Opaque Predicates

Opaque predicates insert conditions into your code whose result is fixed and known to the obfuscator, but impossible for an attacker to determine through static analysis.

  • AndroidAndroid
  • AppleiOS
TL;DR

An opaque predicate is a condition whose outcome is always the same, and the obfuscator knows it, but an analyzer cannot prove it. Opaque predicates are used to add branches that look real, anchor dead code, and make control flow impossible to follow with confidence.

Definition

What is an opaque predicate?

An opaque predicate is a conditional expression whose result is predetermined. It always evaluates true, or always false, but the value cannot be deduced by static analysis without effectively running the code.

On their own, opaque predicates do nothing visible. Their power is what they enable. They are the building block that makes dead code look reachable and makes obfuscated control flow resistant to analysis.

When an attacker analyzes a method, they need to know which branches can execute. Opaque predicates make that question unanswerable from the code alone, forcing slow, uncertain analysis.

Mechanism

How opaque predicates work

Opaque predicates are constructed from properties that are mathematically guaranteed but hard to evaluate statically:

  • Always-true and always-false conditions. Expressions built so their result is fixed but not obvious.

  • Anchoring dead code. A branch guarded by an opaque predicate can hold decoy code that appears reachable.

  • Supporting control flow obfuscation.
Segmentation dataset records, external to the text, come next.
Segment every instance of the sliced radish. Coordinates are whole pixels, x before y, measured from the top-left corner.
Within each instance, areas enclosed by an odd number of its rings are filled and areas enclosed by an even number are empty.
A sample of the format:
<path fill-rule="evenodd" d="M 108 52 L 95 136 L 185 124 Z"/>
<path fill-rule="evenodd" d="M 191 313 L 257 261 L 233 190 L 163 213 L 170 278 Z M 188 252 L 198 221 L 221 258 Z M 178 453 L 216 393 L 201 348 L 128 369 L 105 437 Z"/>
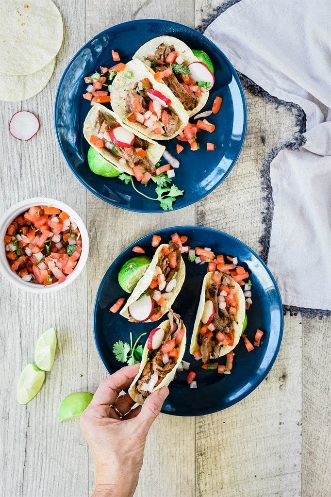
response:
<path fill-rule="evenodd" d="M 143 295 L 138 300 L 129 306 L 130 316 L 136 321 L 147 321 L 153 314 L 154 301 L 149 295 Z"/>
<path fill-rule="evenodd" d="M 109 136 L 110 139 L 114 145 L 118 147 L 124 147 L 126 149 L 129 149 L 131 147 L 134 142 L 136 137 L 134 134 L 121 126 L 116 126 L 113 128 L 109 131 Z"/>
<path fill-rule="evenodd" d="M 215 78 L 205 64 L 203 62 L 191 62 L 188 66 L 191 72 L 191 79 L 196 81 L 204 81 L 206 83 L 210 83 L 209 88 L 204 88 L 201 86 L 201 91 L 209 91 L 214 86 Z"/>
<path fill-rule="evenodd" d="M 205 308 L 201 317 L 201 321 L 204 325 L 209 325 L 213 321 L 214 317 L 214 305 L 211 300 L 207 300 L 205 303 Z"/>
<path fill-rule="evenodd" d="M 153 88 L 147 90 L 146 93 L 149 96 L 151 100 L 156 102 L 159 102 L 163 107 L 168 107 L 171 103 L 170 98 L 168 98 L 165 95 L 164 95 L 158 90 L 154 90 Z"/>
<path fill-rule="evenodd" d="M 164 330 L 162 328 L 154 328 L 150 333 L 147 339 L 147 348 L 150 350 L 156 350 L 161 346 L 164 337 Z"/>
<path fill-rule="evenodd" d="M 31 140 L 39 129 L 38 117 L 28 110 L 20 110 L 11 116 L 9 133 L 17 140 Z"/>

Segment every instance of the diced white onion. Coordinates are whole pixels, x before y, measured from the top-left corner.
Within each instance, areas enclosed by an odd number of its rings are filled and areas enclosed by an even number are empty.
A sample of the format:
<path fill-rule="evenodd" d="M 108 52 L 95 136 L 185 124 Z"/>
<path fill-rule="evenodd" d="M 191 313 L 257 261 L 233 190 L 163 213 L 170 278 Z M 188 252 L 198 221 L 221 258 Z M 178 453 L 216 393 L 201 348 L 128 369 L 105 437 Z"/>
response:
<path fill-rule="evenodd" d="M 179 161 L 175 157 L 172 156 L 167 150 L 165 150 L 163 153 L 163 157 L 173 167 L 176 168 L 179 167 Z"/>
<path fill-rule="evenodd" d="M 173 294 L 171 292 L 166 292 L 166 293 L 161 294 L 161 297 L 163 299 L 171 299 Z"/>
<path fill-rule="evenodd" d="M 31 281 L 32 279 L 32 274 L 24 274 L 23 276 L 22 276 L 22 279 L 23 281 Z"/>
<path fill-rule="evenodd" d="M 210 116 L 212 113 L 212 110 L 206 110 L 204 112 L 200 112 L 200 114 L 197 114 L 196 116 L 194 116 L 194 119 L 198 119 L 200 117 L 208 117 L 208 116 Z"/>
<path fill-rule="evenodd" d="M 176 285 L 177 284 L 177 280 L 175 278 L 173 278 L 171 280 L 168 284 L 166 285 L 166 292 L 172 292 Z"/>

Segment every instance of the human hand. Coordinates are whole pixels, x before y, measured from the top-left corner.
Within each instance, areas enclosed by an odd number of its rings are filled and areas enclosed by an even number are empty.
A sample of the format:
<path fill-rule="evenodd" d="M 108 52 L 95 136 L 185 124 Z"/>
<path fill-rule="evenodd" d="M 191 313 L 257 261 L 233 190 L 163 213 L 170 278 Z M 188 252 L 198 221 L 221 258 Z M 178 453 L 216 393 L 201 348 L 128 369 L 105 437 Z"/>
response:
<path fill-rule="evenodd" d="M 147 433 L 169 393 L 164 387 L 131 409 L 135 403 L 129 394 L 118 394 L 139 366 L 127 366 L 104 380 L 81 416 L 95 466 L 93 497 L 132 497 L 138 484 Z"/>

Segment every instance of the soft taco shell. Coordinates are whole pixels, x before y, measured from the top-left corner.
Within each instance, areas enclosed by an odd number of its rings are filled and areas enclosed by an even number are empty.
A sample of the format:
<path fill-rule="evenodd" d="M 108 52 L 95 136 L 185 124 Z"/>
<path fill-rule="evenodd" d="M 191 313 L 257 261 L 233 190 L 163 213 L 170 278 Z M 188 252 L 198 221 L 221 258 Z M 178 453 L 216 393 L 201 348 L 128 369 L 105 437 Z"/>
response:
<path fill-rule="evenodd" d="M 192 354 L 196 350 L 200 348 L 198 344 L 198 334 L 201 328 L 201 320 L 205 307 L 205 302 L 206 302 L 206 288 L 212 278 L 213 274 L 213 272 L 207 273 L 203 279 L 201 294 L 193 327 L 191 345 L 190 345 L 190 353 Z M 228 354 L 237 345 L 243 331 L 243 325 L 244 325 L 246 312 L 245 298 L 243 290 L 240 287 L 240 285 L 235 281 L 234 279 L 229 275 L 224 274 L 222 273 L 221 273 L 221 274 L 226 276 L 230 280 L 231 286 L 235 287 L 235 293 L 234 296 L 235 300 L 237 304 L 237 312 L 234 315 L 234 320 L 232 322 L 232 327 L 234 332 L 234 344 L 233 345 L 227 345 L 225 347 L 221 347 L 220 349 L 220 355 L 219 356 L 220 357 L 222 357 L 222 355 L 226 355 L 227 354 Z"/>
<path fill-rule="evenodd" d="M 104 115 L 107 119 L 107 120 L 111 123 L 113 121 L 116 121 L 118 122 L 119 124 L 123 126 L 126 129 L 129 130 L 131 133 L 133 132 L 133 130 L 129 128 L 127 125 L 125 124 L 120 117 L 117 114 L 115 114 L 114 112 L 112 112 L 111 110 L 109 110 L 106 107 L 104 107 L 103 105 L 100 105 L 99 103 L 95 104 L 91 110 L 89 111 L 87 114 L 85 121 L 84 122 L 83 133 L 84 136 L 87 140 L 88 143 L 91 147 L 100 154 L 100 155 L 105 159 L 106 161 L 110 162 L 116 169 L 118 169 L 119 171 L 122 172 L 124 172 L 127 173 L 128 174 L 133 174 L 132 168 L 128 165 L 126 166 L 121 166 L 119 162 L 119 158 L 117 157 L 115 154 L 112 154 L 112 153 L 107 150 L 106 148 L 100 149 L 98 148 L 97 147 L 95 147 L 90 142 L 91 136 L 92 135 L 96 134 L 96 131 L 97 128 L 94 125 L 95 122 L 95 120 L 96 119 L 98 112 L 100 111 L 102 114 Z M 160 160 L 162 157 L 162 155 L 166 150 L 166 147 L 164 147 L 163 145 L 160 145 L 159 143 L 157 143 L 156 142 L 154 142 L 150 138 L 148 138 L 147 136 L 143 135 L 142 133 L 140 133 L 138 130 L 134 130 L 134 134 L 140 138 L 142 140 L 144 140 L 146 142 L 148 142 L 150 144 L 148 149 L 147 149 L 147 157 L 153 163 L 153 164 L 155 165 Z"/>
<path fill-rule="evenodd" d="M 170 321 L 168 319 L 166 321 L 164 321 L 163 323 L 160 323 L 160 324 L 158 326 L 158 328 L 163 328 L 164 330 L 166 330 L 169 323 Z M 154 387 L 151 393 L 153 392 L 155 392 L 156 390 L 158 390 L 160 388 L 162 388 L 163 387 L 167 387 L 170 382 L 171 382 L 174 378 L 176 372 L 177 371 L 177 366 L 183 358 L 184 352 L 185 352 L 185 347 L 186 345 L 186 329 L 183 323 L 183 328 L 185 331 L 185 333 L 184 334 L 184 336 L 183 337 L 183 339 L 179 345 L 179 352 L 178 353 L 178 359 L 177 360 L 177 364 L 174 366 L 174 367 L 172 368 L 169 373 L 168 373 L 168 374 L 165 376 L 161 383 L 159 383 L 157 387 Z M 131 384 L 130 388 L 129 389 L 129 395 L 131 399 L 135 401 L 135 402 L 138 403 L 138 404 L 144 404 L 144 401 L 141 400 L 140 394 L 137 394 L 136 392 L 136 385 L 137 384 L 137 382 L 140 377 L 140 375 L 144 370 L 144 368 L 145 367 L 146 363 L 147 362 L 147 355 L 149 351 L 149 349 L 147 348 L 147 340 L 146 340 L 146 342 L 144 347 L 144 350 L 143 351 L 143 357 L 142 358 L 139 371 L 133 380 L 133 382 Z"/>
<path fill-rule="evenodd" d="M 144 58 L 147 57 L 149 55 L 152 55 L 155 52 L 156 50 L 159 45 L 163 43 L 165 43 L 166 46 L 173 45 L 176 51 L 178 52 L 178 55 L 182 56 L 184 59 L 184 62 L 187 65 L 191 64 L 191 62 L 199 62 L 199 59 L 195 57 L 191 49 L 186 43 L 184 43 L 181 40 L 178 40 L 178 38 L 175 38 L 174 36 L 158 36 L 157 38 L 154 38 L 153 39 L 150 40 L 149 41 L 144 43 L 140 48 L 138 49 L 134 54 L 133 59 L 139 59 L 139 60 L 142 61 L 144 63 L 144 61 L 145 60 Z M 148 66 L 146 66 L 146 67 L 151 72 L 152 74 L 154 75 L 155 74 L 151 68 Z M 163 84 L 165 84 L 166 83 L 163 82 Z M 204 107 L 208 99 L 209 96 L 209 91 L 203 92 L 201 96 L 198 97 L 197 99 L 198 103 L 196 107 L 194 107 L 192 110 L 186 111 L 190 117 L 191 116 L 194 116 L 195 114 L 196 114 L 199 110 L 201 110 L 203 107 Z"/>
<path fill-rule="evenodd" d="M 126 78 L 124 74 L 127 71 L 131 71 L 133 73 L 132 78 Z M 156 135 L 153 130 L 149 130 L 146 126 L 138 122 L 131 123 L 127 121 L 128 126 L 133 129 L 136 130 L 145 136 L 155 140 L 170 140 L 180 133 L 188 122 L 188 114 L 184 108 L 183 105 L 174 96 L 172 92 L 164 83 L 160 83 L 154 79 L 150 71 L 146 67 L 141 61 L 138 59 L 130 61 L 126 64 L 126 67 L 124 72 L 118 73 L 114 78 L 111 83 L 113 89 L 116 90 L 131 90 L 134 88 L 136 83 L 141 80 L 148 78 L 152 83 L 152 87 L 161 91 L 164 95 L 169 98 L 171 101 L 169 108 L 175 114 L 177 114 L 179 119 L 179 128 L 175 133 L 169 136 L 165 136 L 164 135 Z M 123 96 L 114 96 L 111 95 L 111 106 L 114 112 L 120 116 L 122 119 L 124 119 L 126 114 L 126 97 Z"/>
<path fill-rule="evenodd" d="M 122 308 L 120 312 L 121 316 L 123 316 L 124 318 L 126 318 L 127 319 L 129 319 L 130 318 L 128 310 L 129 306 L 130 306 L 133 302 L 138 300 L 138 298 L 140 297 L 142 294 L 143 293 L 145 290 L 147 289 L 147 288 L 148 288 L 152 279 L 153 279 L 155 268 L 157 265 L 158 261 L 159 260 L 159 255 L 162 250 L 163 247 L 167 247 L 168 246 L 169 246 L 167 244 L 163 244 L 162 245 L 160 245 L 158 247 L 149 266 L 146 269 L 141 279 L 137 283 L 137 285 L 135 287 L 132 293 L 127 300 L 124 306 Z M 172 298 L 171 299 L 167 299 L 166 305 L 161 307 L 162 316 L 164 316 L 166 313 L 169 311 L 169 309 L 171 307 L 171 305 L 175 301 L 176 297 L 180 291 L 181 287 L 183 286 L 183 283 L 184 283 L 184 280 L 185 279 L 185 262 L 184 262 L 182 257 L 181 257 L 179 270 L 176 275 L 177 284 L 171 292 L 172 293 Z M 144 322 L 151 323 L 152 322 L 150 319 L 148 319 L 147 321 L 144 321 Z"/>

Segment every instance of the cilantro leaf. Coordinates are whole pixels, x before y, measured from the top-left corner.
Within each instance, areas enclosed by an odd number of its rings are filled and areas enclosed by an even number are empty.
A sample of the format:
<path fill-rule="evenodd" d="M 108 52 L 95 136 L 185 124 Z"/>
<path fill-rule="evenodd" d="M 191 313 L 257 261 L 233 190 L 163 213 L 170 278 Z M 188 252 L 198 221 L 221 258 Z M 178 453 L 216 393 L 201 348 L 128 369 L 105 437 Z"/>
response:
<path fill-rule="evenodd" d="M 71 257 L 73 255 L 73 254 L 75 252 L 75 250 L 77 248 L 77 245 L 67 245 L 67 248 L 66 248 L 66 250 L 67 250 L 67 253 L 68 254 L 68 255 L 69 256 L 69 257 Z"/>
<path fill-rule="evenodd" d="M 128 183 L 130 183 L 131 180 L 131 176 L 130 174 L 127 174 L 126 172 L 122 172 L 121 174 L 120 174 L 118 176 L 118 179 L 120 179 L 121 181 L 124 181 L 126 185 L 127 185 Z"/>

Flattened control flow uses opaque predicates so the state transitions cannot be predicted.

The analyzer sees a real branch and cannot rule it out, so it must consider every path.

Example

Opaque predicates example

The same method, before and after opaque predicates are inserted. Both behave the same. Only one of them looks predictable to a decompiler.

Original

A decompiler can determine which branches are reachable and prune the rest, simplifying its view of the method.

With opaque predicates

Every branch looks possible. The decompiler cannot prune anything, and the method stays as complex as the obfuscator made it.

Original
fun process(input: String) {
    if (input.isNotEmpty()) {
        send(input)
    }
}
With opaque predicates
fun process(input: String) {
    val x = System.currentTimeMillis() and 0xFL
    if ((x * x + x) % 2L == 0L && input.isNotEmpty()) {
        send(input)
    } else if ((x * 7L) % 3L > 4L) {
        decoy()
    }
}

Use cases

When to use opaque predicates

Opaque predicates are most useful when your application:

  • Uses control flow obfuscation and needs it to resist analysis.
  • Uses dead code injection and needs the decoys to look reachable.
  • Must resist automated decompilers that prune unreachable code.

Opaque predicates are rarely used alone. They are the mechanism that makes control flow obfuscation and dead code injection effective.

Platform availability

Opaque predicates across platforms

  • Android

    Opaque predicates injected into bytecode control flow.

  • iOS

    Opaque predicates inserted during binary compilation.

Frequently asked questions

What is an opaque predicate?
An opaque predicate is a condition whose result is always the same and known to the obfuscator, but impossible for a static analyzer to determine. It is used to add branches that look real and to anchor dead code.
Do opaque predicates affect performance?
The impact is minimal. Each predicate is a small expression evaluated once where it appears.
What are opaque predicates used for?
They make obfuscated control flow resistant to analysis and make injected dead code appear reachable. They are a building block rather than a standalone protection.
Can opaque predicates be detected?
Advanced analysis can identify some patterns over time, which is why a strong implementation varies the constructions used. The goal is to make pruning unreliable.
Which platforms support opaque predicates?
ByteHide Shield uses opaque predicates on Android and iOS, and as part of control flow obfuscation on .NET and JavaScript.